The Company has not filed income tax returns since inception in the United States or Canada. Both taxing authorities prescribe penalties for failing to file certain tax returns and supplemental disclosures. Upon filing there could be penalties and interest assessed. Such penalties vary by jurisdiction and by assessing practices and authorities. As the Company has incurred losses since inception there would be no known or anticipated exposure to penalties for income tax liability. However, certain jurisdictions may assess penalties for failing to file returns and other disclosures and for failing to file other supplementary information associated with foreign ownership, debt and equity positions. Inherent uncertainties arise over tax positions taken with respect to transfer pricing, related party transactions, tax credits, tax based incentives and stock based transactions.
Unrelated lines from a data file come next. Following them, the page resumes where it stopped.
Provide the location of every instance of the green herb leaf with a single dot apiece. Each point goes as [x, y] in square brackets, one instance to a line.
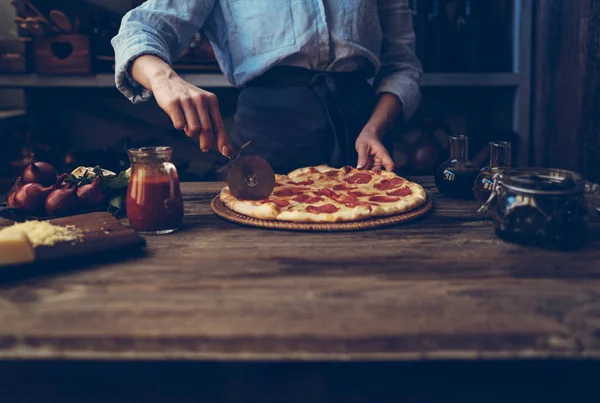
[117, 182]
[116, 204]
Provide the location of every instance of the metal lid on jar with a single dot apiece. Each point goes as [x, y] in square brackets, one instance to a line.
[542, 181]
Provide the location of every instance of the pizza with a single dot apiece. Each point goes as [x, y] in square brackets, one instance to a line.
[326, 194]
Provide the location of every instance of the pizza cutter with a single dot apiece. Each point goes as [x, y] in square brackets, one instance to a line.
[249, 177]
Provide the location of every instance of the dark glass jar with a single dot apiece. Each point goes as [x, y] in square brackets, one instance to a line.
[454, 178]
[540, 206]
[500, 159]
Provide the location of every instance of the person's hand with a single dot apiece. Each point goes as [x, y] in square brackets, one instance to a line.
[371, 152]
[192, 110]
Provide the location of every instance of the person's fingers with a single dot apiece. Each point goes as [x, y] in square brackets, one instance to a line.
[377, 165]
[386, 160]
[175, 112]
[207, 139]
[192, 123]
[218, 125]
[363, 155]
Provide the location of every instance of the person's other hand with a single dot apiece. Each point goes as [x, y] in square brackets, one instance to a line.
[192, 110]
[371, 152]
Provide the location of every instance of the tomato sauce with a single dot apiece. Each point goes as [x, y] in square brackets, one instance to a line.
[154, 203]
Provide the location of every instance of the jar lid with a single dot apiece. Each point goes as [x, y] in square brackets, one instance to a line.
[542, 181]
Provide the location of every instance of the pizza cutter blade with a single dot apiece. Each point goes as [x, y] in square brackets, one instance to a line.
[250, 177]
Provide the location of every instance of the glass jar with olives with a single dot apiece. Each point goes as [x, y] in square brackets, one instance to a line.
[541, 206]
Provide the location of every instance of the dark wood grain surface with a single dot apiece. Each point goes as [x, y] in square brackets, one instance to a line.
[440, 287]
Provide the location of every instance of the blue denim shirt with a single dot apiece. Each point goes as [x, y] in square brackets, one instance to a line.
[251, 36]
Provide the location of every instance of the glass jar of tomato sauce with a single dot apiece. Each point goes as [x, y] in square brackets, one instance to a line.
[154, 202]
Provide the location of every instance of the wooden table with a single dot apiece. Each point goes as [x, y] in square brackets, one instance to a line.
[442, 288]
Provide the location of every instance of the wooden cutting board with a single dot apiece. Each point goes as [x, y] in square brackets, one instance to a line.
[103, 236]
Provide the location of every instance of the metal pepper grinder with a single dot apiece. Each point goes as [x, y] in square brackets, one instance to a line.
[455, 177]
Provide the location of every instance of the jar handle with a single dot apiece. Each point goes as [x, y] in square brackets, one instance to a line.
[170, 169]
[592, 189]
[496, 189]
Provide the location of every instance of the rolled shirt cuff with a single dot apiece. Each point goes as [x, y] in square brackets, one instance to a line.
[127, 53]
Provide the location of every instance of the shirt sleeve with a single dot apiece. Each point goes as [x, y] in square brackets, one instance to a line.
[163, 28]
[400, 72]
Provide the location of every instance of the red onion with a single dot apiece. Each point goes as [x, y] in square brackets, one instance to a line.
[60, 182]
[61, 202]
[40, 172]
[92, 194]
[30, 197]
[10, 196]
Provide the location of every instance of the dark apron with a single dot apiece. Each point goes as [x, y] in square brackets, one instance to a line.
[296, 117]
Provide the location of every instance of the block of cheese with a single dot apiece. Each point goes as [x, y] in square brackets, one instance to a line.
[15, 248]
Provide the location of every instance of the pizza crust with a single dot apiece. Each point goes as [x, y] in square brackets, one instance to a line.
[324, 178]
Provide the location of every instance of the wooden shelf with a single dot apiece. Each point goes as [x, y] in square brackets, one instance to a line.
[213, 80]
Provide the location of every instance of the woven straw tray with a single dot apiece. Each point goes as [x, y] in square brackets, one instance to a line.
[225, 212]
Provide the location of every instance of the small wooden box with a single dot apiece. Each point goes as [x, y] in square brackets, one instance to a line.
[63, 54]
[13, 63]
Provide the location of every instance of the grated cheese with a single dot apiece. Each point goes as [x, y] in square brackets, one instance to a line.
[43, 233]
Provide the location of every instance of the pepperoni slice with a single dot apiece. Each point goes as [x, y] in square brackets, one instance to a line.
[388, 184]
[314, 199]
[301, 198]
[280, 202]
[328, 192]
[400, 192]
[383, 199]
[340, 186]
[346, 199]
[357, 193]
[359, 178]
[362, 204]
[287, 192]
[325, 208]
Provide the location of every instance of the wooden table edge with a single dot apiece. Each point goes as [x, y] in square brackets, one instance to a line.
[465, 355]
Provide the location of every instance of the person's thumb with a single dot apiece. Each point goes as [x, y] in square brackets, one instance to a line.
[363, 155]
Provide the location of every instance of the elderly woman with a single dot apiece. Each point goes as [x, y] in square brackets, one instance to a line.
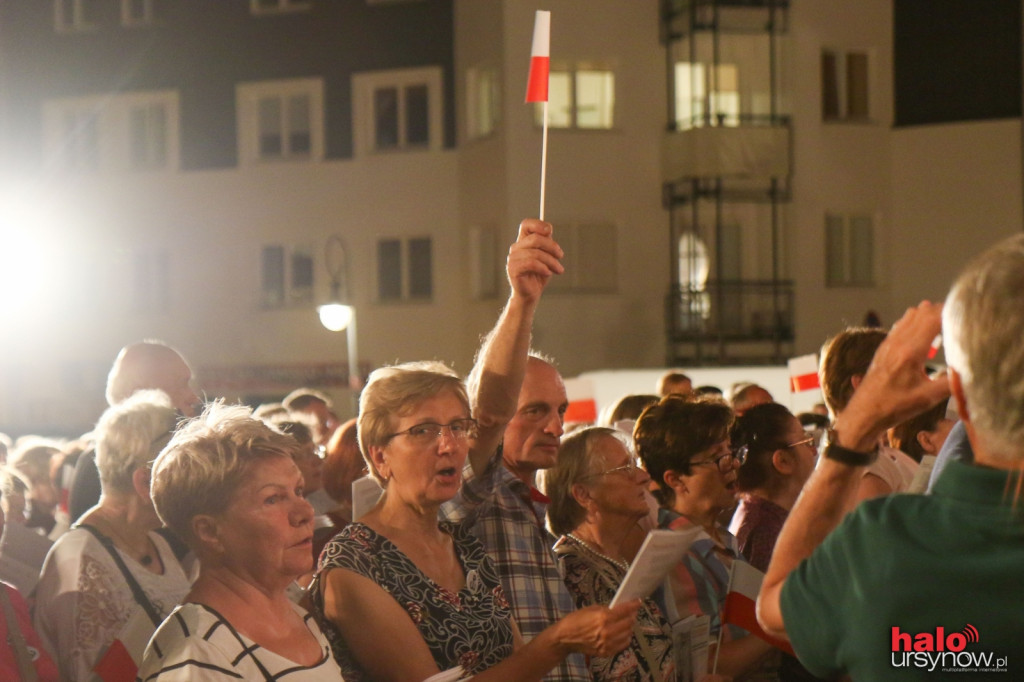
[228, 485]
[684, 444]
[397, 581]
[113, 577]
[598, 498]
[780, 457]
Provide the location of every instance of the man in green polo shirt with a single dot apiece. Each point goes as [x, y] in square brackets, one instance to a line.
[912, 587]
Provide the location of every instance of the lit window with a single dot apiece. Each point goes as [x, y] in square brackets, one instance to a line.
[483, 104]
[286, 276]
[404, 269]
[845, 86]
[72, 15]
[281, 120]
[148, 136]
[136, 12]
[113, 133]
[591, 258]
[707, 96]
[397, 111]
[581, 98]
[849, 250]
[279, 6]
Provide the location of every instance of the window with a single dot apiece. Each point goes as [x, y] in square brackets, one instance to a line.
[581, 98]
[135, 131]
[591, 258]
[278, 6]
[706, 95]
[397, 111]
[845, 86]
[136, 12]
[151, 279]
[482, 102]
[849, 250]
[73, 15]
[286, 276]
[404, 269]
[281, 121]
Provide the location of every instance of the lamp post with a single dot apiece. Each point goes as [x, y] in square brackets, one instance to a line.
[339, 314]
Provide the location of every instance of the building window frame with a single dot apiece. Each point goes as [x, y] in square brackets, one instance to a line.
[404, 269]
[73, 15]
[271, 7]
[581, 96]
[846, 85]
[415, 90]
[850, 245]
[261, 139]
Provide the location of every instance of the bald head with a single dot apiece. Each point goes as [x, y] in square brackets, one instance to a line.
[152, 365]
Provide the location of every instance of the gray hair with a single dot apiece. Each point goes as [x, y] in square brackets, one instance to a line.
[130, 434]
[207, 460]
[982, 322]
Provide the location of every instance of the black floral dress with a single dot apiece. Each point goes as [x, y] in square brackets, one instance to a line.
[471, 628]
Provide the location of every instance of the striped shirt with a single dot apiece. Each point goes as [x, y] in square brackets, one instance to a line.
[501, 512]
[197, 644]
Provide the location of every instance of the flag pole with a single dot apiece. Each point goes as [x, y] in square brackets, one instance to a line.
[544, 159]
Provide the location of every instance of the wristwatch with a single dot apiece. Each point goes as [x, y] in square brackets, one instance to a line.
[846, 456]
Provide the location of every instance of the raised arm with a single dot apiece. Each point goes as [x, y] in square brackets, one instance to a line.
[895, 388]
[497, 377]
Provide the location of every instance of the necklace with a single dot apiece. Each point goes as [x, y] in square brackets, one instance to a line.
[619, 562]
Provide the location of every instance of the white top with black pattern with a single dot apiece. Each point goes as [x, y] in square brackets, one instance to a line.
[197, 644]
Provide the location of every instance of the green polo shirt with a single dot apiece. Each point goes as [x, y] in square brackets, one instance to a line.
[952, 560]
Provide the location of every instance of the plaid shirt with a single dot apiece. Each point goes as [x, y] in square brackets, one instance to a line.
[499, 509]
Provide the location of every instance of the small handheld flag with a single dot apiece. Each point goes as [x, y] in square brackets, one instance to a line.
[537, 85]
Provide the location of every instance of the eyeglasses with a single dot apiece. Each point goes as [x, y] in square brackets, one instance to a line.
[429, 432]
[738, 455]
[632, 470]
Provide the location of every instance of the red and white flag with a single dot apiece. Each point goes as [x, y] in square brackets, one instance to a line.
[740, 603]
[804, 373]
[540, 58]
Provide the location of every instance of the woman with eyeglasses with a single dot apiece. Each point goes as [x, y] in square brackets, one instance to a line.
[598, 496]
[403, 597]
[780, 457]
[684, 445]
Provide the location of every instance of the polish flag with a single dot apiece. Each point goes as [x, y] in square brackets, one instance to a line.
[740, 603]
[804, 373]
[540, 58]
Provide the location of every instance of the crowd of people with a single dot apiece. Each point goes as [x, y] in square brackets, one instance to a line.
[219, 542]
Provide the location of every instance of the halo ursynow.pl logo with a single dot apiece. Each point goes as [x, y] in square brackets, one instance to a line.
[943, 651]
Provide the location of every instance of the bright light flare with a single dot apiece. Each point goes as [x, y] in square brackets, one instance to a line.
[335, 316]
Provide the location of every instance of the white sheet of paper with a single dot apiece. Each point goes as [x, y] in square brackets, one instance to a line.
[922, 475]
[660, 551]
[22, 554]
[366, 493]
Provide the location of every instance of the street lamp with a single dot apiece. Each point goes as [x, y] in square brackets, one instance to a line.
[339, 314]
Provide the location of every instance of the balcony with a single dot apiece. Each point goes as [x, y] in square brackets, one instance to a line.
[730, 323]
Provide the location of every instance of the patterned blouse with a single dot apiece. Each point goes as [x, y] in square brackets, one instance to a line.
[594, 580]
[471, 628]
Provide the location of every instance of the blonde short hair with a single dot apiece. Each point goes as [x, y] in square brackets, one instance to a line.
[207, 460]
[130, 434]
[395, 391]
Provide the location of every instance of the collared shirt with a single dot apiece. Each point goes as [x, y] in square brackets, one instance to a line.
[505, 516]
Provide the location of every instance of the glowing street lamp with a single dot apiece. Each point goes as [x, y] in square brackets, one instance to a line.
[338, 314]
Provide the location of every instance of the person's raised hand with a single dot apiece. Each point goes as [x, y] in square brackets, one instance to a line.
[532, 259]
[896, 386]
[598, 631]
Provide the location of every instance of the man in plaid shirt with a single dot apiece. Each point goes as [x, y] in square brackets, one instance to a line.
[519, 400]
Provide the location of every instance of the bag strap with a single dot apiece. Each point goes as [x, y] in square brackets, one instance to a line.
[136, 589]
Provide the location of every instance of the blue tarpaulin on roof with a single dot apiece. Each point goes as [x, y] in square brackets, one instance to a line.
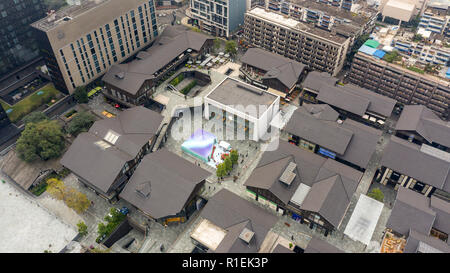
[367, 49]
[379, 53]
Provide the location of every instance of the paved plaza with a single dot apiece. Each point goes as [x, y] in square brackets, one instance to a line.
[28, 227]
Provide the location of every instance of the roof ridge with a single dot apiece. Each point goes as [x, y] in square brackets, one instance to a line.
[268, 163]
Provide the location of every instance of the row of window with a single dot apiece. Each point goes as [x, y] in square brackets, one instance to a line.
[100, 63]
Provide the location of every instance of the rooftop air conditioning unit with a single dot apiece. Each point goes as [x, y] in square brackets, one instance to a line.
[246, 235]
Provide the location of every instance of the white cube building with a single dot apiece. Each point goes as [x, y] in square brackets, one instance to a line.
[242, 105]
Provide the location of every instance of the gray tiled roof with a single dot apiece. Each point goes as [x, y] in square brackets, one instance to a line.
[172, 180]
[363, 143]
[285, 70]
[235, 93]
[340, 98]
[442, 209]
[416, 238]
[267, 177]
[281, 249]
[418, 118]
[322, 111]
[332, 183]
[406, 158]
[232, 213]
[330, 135]
[135, 127]
[330, 198]
[170, 44]
[411, 211]
[351, 140]
[379, 104]
[315, 80]
[350, 97]
[316, 245]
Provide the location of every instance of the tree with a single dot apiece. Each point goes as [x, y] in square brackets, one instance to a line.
[228, 164]
[376, 194]
[80, 94]
[230, 47]
[418, 38]
[54, 4]
[221, 171]
[234, 155]
[82, 228]
[391, 56]
[80, 123]
[217, 44]
[56, 188]
[43, 140]
[358, 43]
[71, 197]
[76, 200]
[34, 117]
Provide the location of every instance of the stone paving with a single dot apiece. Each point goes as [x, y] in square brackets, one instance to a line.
[28, 227]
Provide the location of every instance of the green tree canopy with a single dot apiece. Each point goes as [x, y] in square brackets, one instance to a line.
[221, 171]
[228, 164]
[234, 155]
[81, 122]
[230, 47]
[34, 117]
[43, 140]
[80, 94]
[376, 194]
[82, 228]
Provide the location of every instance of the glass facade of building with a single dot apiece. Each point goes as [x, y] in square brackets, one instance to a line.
[17, 43]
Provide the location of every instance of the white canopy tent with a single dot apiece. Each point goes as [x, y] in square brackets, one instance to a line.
[364, 219]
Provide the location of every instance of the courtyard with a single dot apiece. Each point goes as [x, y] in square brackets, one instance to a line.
[28, 227]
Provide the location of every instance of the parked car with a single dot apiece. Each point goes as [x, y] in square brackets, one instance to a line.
[124, 210]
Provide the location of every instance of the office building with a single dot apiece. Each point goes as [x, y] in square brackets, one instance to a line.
[218, 17]
[230, 224]
[271, 71]
[81, 42]
[165, 187]
[17, 43]
[404, 85]
[309, 188]
[242, 106]
[106, 156]
[134, 82]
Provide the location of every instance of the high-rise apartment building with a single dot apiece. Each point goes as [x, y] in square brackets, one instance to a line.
[402, 84]
[4, 120]
[81, 42]
[17, 43]
[318, 48]
[219, 17]
[284, 5]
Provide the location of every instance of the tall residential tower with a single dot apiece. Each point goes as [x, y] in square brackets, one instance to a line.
[81, 42]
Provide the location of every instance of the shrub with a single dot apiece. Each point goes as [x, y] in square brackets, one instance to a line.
[376, 194]
[80, 123]
[188, 88]
[40, 188]
[82, 228]
[43, 140]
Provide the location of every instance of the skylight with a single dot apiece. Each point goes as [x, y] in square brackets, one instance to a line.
[111, 137]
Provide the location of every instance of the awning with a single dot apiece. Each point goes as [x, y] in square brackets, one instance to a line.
[162, 99]
[276, 92]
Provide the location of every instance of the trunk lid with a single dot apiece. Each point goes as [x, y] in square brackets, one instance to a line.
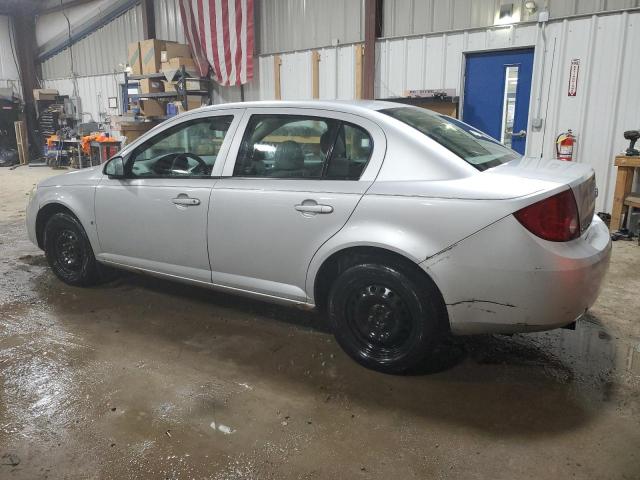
[579, 176]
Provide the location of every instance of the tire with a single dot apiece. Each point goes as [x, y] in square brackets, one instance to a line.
[69, 252]
[385, 316]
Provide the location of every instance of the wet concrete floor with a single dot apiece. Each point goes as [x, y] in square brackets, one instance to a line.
[143, 378]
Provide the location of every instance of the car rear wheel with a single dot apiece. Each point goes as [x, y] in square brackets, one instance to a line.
[69, 252]
[385, 316]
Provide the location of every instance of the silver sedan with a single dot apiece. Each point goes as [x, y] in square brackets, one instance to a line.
[401, 224]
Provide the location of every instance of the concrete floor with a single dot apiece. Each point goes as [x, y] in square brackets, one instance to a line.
[143, 378]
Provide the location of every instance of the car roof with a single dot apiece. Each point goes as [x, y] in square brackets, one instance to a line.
[348, 106]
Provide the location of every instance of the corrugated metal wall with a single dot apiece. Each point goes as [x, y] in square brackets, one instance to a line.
[9, 77]
[101, 52]
[608, 93]
[409, 17]
[284, 25]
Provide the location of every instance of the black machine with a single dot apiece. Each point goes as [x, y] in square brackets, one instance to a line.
[633, 136]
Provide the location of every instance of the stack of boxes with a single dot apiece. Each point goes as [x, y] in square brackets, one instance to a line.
[161, 56]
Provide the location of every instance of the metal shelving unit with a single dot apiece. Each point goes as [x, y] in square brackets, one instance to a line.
[181, 92]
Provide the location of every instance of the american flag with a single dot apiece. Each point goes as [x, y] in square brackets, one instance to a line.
[220, 33]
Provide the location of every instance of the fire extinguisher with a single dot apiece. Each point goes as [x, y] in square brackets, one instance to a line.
[565, 144]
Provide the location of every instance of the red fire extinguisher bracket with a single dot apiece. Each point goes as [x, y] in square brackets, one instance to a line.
[565, 146]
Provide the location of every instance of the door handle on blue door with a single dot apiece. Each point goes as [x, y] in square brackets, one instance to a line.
[308, 207]
[520, 134]
[183, 200]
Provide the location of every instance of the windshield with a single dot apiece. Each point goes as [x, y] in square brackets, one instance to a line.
[473, 146]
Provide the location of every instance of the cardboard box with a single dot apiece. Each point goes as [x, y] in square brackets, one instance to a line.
[173, 50]
[150, 53]
[195, 84]
[171, 67]
[153, 108]
[149, 85]
[169, 86]
[45, 93]
[133, 58]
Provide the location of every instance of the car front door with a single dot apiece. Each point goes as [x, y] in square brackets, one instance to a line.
[290, 182]
[156, 217]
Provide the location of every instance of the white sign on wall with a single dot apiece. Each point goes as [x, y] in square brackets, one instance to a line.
[573, 77]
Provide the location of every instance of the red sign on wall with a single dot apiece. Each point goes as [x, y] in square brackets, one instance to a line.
[573, 77]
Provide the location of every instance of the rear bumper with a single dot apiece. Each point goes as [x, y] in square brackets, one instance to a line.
[504, 279]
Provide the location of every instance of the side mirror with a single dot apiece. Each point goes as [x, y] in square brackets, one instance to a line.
[114, 168]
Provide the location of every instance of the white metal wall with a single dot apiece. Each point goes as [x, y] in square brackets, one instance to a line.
[607, 102]
[9, 77]
[168, 23]
[102, 52]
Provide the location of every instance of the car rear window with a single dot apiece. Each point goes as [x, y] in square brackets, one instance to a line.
[473, 146]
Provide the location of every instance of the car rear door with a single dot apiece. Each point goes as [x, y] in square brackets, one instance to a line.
[291, 181]
[156, 218]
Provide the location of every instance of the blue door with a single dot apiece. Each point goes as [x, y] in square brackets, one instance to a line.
[497, 87]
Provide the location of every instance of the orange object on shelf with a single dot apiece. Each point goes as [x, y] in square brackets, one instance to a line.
[94, 137]
[52, 140]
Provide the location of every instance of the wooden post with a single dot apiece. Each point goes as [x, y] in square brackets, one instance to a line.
[359, 72]
[372, 13]
[624, 184]
[148, 19]
[277, 62]
[315, 74]
[21, 142]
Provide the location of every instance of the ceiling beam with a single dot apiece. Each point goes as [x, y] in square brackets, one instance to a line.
[64, 6]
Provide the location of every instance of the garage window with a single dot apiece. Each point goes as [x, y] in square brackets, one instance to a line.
[189, 149]
[291, 146]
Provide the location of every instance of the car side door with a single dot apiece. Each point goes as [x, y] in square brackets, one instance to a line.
[291, 181]
[155, 218]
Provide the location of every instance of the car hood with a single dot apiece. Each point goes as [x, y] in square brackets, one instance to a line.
[86, 176]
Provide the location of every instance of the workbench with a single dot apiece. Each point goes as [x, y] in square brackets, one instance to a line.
[623, 197]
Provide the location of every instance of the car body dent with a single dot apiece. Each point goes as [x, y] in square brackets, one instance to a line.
[503, 273]
[76, 197]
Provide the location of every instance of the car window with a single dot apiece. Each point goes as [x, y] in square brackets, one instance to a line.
[284, 146]
[189, 149]
[293, 146]
[350, 154]
[470, 144]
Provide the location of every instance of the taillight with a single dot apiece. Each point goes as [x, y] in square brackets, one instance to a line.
[554, 218]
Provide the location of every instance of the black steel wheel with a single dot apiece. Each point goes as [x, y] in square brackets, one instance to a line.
[69, 252]
[385, 316]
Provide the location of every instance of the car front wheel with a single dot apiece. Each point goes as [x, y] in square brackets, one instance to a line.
[69, 252]
[386, 316]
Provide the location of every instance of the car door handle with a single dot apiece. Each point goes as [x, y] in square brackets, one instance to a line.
[314, 208]
[185, 201]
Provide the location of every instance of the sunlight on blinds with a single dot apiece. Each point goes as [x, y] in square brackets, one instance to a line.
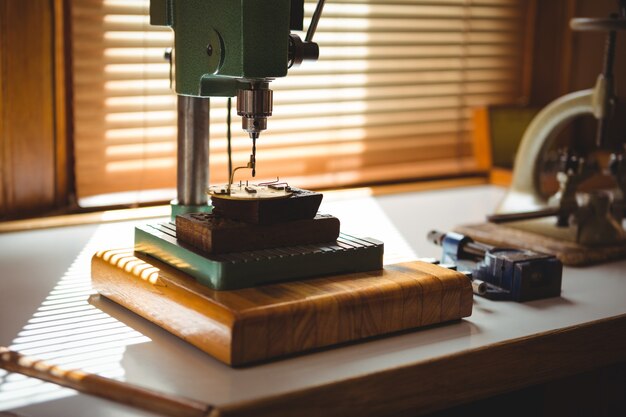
[389, 99]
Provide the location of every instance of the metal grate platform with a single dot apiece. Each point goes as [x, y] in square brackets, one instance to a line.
[247, 269]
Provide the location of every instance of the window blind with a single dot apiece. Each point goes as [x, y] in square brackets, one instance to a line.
[389, 99]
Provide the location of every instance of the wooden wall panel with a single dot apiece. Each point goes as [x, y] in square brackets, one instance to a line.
[28, 133]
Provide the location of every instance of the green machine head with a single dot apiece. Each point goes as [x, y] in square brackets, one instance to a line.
[235, 48]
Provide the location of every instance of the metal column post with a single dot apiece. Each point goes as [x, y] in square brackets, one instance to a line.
[193, 155]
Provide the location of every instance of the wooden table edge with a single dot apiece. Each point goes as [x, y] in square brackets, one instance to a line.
[454, 379]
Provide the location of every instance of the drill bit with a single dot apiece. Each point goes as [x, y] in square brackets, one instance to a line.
[253, 156]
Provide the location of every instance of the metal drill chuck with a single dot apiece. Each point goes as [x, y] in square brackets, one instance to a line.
[254, 106]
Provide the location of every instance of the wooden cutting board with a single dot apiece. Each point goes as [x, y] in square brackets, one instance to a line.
[260, 323]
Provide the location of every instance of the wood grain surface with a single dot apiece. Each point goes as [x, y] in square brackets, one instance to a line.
[255, 324]
[570, 253]
[214, 234]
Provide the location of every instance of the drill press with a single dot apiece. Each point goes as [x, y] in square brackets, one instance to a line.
[230, 278]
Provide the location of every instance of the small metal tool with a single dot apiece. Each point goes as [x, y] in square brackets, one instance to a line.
[507, 273]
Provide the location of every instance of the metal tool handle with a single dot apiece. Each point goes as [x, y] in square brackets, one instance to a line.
[314, 21]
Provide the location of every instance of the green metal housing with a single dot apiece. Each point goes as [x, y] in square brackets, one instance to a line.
[221, 43]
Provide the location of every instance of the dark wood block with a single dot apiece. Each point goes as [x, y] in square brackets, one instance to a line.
[214, 234]
[302, 204]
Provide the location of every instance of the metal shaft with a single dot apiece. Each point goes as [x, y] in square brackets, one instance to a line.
[193, 150]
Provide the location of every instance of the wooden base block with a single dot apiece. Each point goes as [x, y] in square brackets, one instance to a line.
[255, 324]
[570, 253]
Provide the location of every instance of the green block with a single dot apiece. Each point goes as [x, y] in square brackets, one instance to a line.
[217, 42]
[248, 269]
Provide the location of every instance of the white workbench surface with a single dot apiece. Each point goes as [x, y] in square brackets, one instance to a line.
[45, 312]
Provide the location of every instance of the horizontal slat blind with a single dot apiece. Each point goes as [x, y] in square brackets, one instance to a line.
[389, 99]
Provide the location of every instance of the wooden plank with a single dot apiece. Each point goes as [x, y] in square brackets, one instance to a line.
[28, 127]
[568, 252]
[260, 323]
Management has considered the likelihoo d and significance of possible penalties associated with its current and intended filing positions and has determined, based on their assessment, that such penalties, if any, would not be expected to be material.
6.
SUBSEQUENT EVENT
Effective May 15, 2009, the Company entered into a settlement agreement with a former officer in which Company indebtedness of $20,621 was settled for $1,000.
Effective May 29, 2009, the Company entered into a Deposit Settlement Agreement which terminated all commitments related to its joint venture pertaining to mineral exploration licenses. In accordance with the settlement, Holloman returned $275,000 of the deposit paid by the Company in connection with the formation of the joint venture (see Note 3).